South Korea has the most cases outside China, and reported 256 new infections on Friday, bringing the total number of infected in the country to 2,022.
The WHO's Ryan said Iran's outbreak may be worse than realised. It has suffered the highest death toll outside China, with 26 dead from 245 reported cases.
US intelligence agencies are monitoring the spread of coronavirus in Iran as well as India, where only a handful of cases of have been reported, sources familiar with the matter said.
Tokyo Olympics future
Japan is scheduled to host the 2020 Olympics in July but the head of the WHO's emergency programme, Dr Mike Ryan, said discussions were being held with organisers about whether it should go ahead.
As of Friday, confirmed cases in Japan topped 200, with four deaths, excluding more than 700 cases and four more deaths from the quarantined cruise liner Diamond Princess.
The Japanese government has called on all schools to close and said that big gatherings and sports events should be scrapped or curtailed for two weeks, while pledging the Games will go ahead in Tokyo.
Tokyo Disneyland will be closed starting from Saturday through to March 15, its operator said on Friday, leaving all of Walt Disney Co’s theme parks in Asia temporarily shut.
The coronavirus has played havoc with global aviation and tourism as airlines cancel flights, countries ban visitors from hot spots and nervous passengers put off travel.
Facebook said it would cancel its annual developer conference and Microsoft Corp followed suit by withdrawing from a gaming conference scheduled for next month.
Korean Air Lines said it would not allow anyone with a temperature higher than 37.5°C to fly to the US, and planned to expand such measures to other routes.
Scientists warn that much remains unknown about the virus, which can lead to pneumonia, and say a vaccine may take up to 18 months to develop.
Hong Kong quarantined a pet dog of a coronavirus patient after it showed “weak positive” results for the virus, even though it did not have any symptoms.
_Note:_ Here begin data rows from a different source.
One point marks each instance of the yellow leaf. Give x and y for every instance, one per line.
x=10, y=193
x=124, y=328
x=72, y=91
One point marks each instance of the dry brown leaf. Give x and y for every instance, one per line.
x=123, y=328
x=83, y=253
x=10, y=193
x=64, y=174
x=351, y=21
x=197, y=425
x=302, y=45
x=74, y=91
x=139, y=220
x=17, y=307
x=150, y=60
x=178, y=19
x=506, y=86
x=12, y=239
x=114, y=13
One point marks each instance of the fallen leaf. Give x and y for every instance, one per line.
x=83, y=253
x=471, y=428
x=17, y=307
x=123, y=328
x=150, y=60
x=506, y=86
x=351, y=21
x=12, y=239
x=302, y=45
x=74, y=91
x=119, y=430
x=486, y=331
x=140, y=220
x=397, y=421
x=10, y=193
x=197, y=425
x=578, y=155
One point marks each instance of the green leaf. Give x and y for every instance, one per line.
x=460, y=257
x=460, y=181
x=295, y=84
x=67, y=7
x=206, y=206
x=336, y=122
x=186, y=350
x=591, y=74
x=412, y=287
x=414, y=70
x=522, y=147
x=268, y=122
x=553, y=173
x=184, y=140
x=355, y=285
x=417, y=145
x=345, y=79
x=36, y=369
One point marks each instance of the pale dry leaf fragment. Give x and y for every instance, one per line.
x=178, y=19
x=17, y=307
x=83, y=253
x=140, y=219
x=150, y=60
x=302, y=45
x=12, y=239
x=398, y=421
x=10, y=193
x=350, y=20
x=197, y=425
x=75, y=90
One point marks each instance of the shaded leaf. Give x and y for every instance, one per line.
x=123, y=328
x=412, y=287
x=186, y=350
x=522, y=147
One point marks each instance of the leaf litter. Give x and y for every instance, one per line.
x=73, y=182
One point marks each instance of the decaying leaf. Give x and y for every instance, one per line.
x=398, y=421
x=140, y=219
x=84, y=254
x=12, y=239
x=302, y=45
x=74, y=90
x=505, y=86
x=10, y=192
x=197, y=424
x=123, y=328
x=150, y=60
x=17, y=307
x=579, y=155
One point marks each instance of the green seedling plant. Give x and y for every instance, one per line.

Further tests would be conducted to confirm if the dog had been infected.
US Centers for Disease Control and Prevention (CDC) director Robert Redfield said the agency was evaluating how long coronavirus could be infectious on surfaces.
“On copper and steel its pretty typical, it's pretty much about two hours,” Redfield told a House of Representatives hearing. “But I will say on other surfaces — cardboard or plastic — it's longer, and so we are looking at this.”